Alternative viewpoints on SPU’s culture

Alumni share their student experiences

Chanel Smith, Seattle Pacific 2012 alumna, questioned her role at admissions recruiting students of color during her senior year. At the time, Smith found she no longer believed what she was saying to recruit students to SPU, feeling that the university’s mission was not in practice.

“It was something about campus that didn’t really fit with the statement of ‘engage the culture and change the world,’” Smith said. “I didn’t feel like I was being engaged or being really brought in to get to know who I was … and how I’m different is celebrated.”

Smith was one of several alumni that gathered to speak at the Black Student Union’s forum as part of their event series for Black History Month.

Friday evening, about 40 students gathered in Otto Miller Hall to hear Smith, Evin Shinn, Marissa Johnson and Nikkita Oliver speak about their time at SPU.

Smith shared that SPU failed her in terms of “engaging the culture, changing the world” because she felt like culture was more than just race, but any way that an individual is different.

The university didn’t offer a safe space for people to be different, according to Smith.

If Smith was still attending SPU, she would tell herself and other students to be themselves.

“Be unapologetically yourself in every shape, form, and fashion that you are … and make sure that who you are is … seen so that we can continue to see those differences,” Smith said. “Because if you hide yourself in a shell … then we’re never really going to engage the culture or change anything.”

Shinn, who graduated in 2008, believes that while it’s difficult being different, he was able to express his voice while at SPU.

“It’s hard holding a difference,” Shinn said.

Shinn explained that he engaged in conversations with students and professors, and served on student senate.

“One of the reasons that professors probably still remember me … is not only because I was one of the only black men in their room, but because I was willing to speak up and ask questions, [and] because I was willing to have hard conversations in class,” Shinn said.

For Shinn, talking to others and being a part of senate gave him a voice.

One of Shinn’s favorite experiences at SPU was in an English class he took.

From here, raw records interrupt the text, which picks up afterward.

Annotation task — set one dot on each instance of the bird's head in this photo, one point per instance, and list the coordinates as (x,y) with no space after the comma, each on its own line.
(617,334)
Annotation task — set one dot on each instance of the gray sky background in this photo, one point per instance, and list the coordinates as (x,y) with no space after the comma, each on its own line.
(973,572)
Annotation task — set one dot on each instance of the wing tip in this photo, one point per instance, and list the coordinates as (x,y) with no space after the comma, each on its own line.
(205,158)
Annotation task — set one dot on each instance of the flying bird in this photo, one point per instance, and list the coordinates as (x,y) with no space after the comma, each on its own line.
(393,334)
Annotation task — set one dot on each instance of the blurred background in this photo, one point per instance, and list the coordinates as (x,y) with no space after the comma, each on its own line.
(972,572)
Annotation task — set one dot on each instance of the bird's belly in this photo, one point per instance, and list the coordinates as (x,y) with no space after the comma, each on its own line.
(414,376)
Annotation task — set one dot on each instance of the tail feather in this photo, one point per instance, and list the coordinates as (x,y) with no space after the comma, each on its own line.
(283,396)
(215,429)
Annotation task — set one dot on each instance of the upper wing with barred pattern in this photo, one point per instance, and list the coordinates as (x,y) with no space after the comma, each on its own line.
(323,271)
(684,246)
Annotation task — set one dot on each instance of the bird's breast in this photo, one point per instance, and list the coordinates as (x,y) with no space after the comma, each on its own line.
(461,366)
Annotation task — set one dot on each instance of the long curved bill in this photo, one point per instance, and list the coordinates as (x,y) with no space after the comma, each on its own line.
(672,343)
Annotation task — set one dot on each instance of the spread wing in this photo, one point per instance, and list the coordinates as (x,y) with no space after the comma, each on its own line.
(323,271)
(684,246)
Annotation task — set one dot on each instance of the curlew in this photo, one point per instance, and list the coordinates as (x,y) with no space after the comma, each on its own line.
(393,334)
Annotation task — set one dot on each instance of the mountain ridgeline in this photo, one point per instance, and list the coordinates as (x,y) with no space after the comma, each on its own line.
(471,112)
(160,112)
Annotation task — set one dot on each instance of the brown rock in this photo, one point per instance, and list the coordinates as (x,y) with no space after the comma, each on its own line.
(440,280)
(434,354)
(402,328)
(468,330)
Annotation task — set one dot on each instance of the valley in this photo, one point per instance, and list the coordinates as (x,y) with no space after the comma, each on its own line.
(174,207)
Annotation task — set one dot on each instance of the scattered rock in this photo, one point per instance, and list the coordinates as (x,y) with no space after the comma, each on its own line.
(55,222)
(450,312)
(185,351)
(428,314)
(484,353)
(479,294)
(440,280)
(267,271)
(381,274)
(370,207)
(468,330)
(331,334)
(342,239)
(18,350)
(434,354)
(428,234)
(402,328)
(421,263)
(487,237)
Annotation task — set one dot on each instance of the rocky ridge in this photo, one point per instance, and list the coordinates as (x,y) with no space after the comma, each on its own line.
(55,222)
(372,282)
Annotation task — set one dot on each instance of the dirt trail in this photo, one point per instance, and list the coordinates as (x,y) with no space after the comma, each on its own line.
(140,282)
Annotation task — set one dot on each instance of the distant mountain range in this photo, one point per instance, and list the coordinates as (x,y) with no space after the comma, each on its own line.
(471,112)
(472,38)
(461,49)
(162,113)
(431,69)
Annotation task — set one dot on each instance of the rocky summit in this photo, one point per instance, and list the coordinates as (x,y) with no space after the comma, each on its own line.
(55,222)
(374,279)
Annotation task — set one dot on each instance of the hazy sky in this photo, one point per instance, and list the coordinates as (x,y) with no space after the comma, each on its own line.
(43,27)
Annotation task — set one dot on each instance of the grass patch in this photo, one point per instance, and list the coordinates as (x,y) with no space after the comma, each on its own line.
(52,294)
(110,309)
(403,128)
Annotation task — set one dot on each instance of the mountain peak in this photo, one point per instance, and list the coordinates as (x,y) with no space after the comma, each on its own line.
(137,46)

He was the only black man in the class and when they had to read Langston Hughes’ poem, “Theme for English B” which talks about being the only black student in class; Shinn’s professor asked him to read it to the class.

“That was a very powerful moment for me, because it wasn’t … ignorance, it was the fact that she really wanted me to use that voice to really bring life into the poem,” Shinn said.

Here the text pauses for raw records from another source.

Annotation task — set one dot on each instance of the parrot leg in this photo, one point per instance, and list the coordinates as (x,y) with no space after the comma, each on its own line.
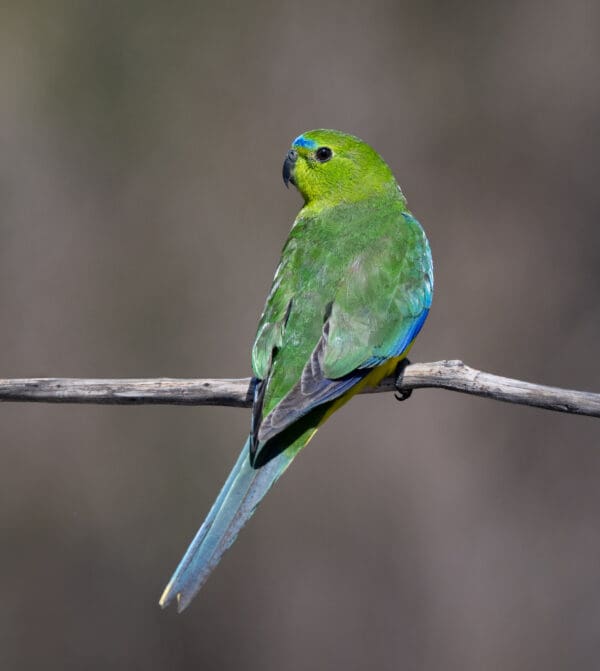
(402,394)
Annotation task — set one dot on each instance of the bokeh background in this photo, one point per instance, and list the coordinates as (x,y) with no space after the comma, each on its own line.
(141,218)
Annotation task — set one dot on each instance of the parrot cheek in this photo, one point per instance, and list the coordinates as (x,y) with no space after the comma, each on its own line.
(288,168)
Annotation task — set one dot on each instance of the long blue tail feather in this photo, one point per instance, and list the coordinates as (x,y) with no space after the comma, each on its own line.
(241,493)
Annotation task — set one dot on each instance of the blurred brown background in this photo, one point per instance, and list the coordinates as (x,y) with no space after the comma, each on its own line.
(141,217)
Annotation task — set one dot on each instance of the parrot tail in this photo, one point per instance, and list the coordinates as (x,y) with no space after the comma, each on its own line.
(241,493)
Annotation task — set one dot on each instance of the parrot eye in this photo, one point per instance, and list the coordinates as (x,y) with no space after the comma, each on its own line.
(323,154)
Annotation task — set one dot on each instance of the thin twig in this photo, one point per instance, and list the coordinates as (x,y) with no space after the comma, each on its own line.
(452,375)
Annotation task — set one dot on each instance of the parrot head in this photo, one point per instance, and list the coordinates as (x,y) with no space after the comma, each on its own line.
(329,167)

While Shinn knows that some individuals are angry when he shares that story, he wasn’t offended when his professor asked him to read the poem.

“I took it as an opportunity and a privilege to read that poem aloud to my white classmates,” Shinn said.

When Johnson first came to SPU, she didn’t feel like she needed to have a professor of color, but she later changed her mind on this topic.

“I think that professors of color hold extreme influence of just even helping get students through college, but not only that [but] helping shape the people that they’re going to be moving forward,” Johnson said.

For Johnson, Professor Brian Bantum was one of those influential faculty members who shaped her.

“His influence in my life has not only been consistent but it’s also made me reimagine sort of the possibilities for myself, so far that what I’m doing now I could’ve never imagined,” Johnson said, who is now part of the Black Lives Matter movement.

When Oliver came to SPU in 2004, less than five percent of students were students of color, and she never had a professor of color during her time.

Oliver turned to the Director of Intercultural Affairs and Assistant Director of Student Programs Joseph Snell to talk about the issues she faced while at SPU.

“While I would say my experience at SPU had a lot of racism, and a lot sexism, and a lot of homophobia, at the same time it was a place where I really learned I refined my analysis about why I oppose those things,” Oliver said.

While Oliver didn’t enjoy her experience at SPU, it was where she learned about why she stands for the principles she believes in.

“I have to give SPU some credit, this is where I radicalized, where I really was able to make some big decisions about the sorts of principles and things I was willing to be about, and it was because of not just classes, but really relationships with key staff,” Oliver said.

Senior Damme Getachew took the event discussions to heart because she felt encouraged and empowered by the panelists.

“I thought it was very powerful because … this is my last year and I’ve never really seen discussions like this happening at SPU, and I’m saddened a little bit because this is my last year and I feel like there’s something starting here,” Getachew said.

For senior Zeapoe Matalda, the event was filled with truth.

“What they said was a lot of real, raw and honest truth and I feel like a lot of people need to hear it,” Matalda said.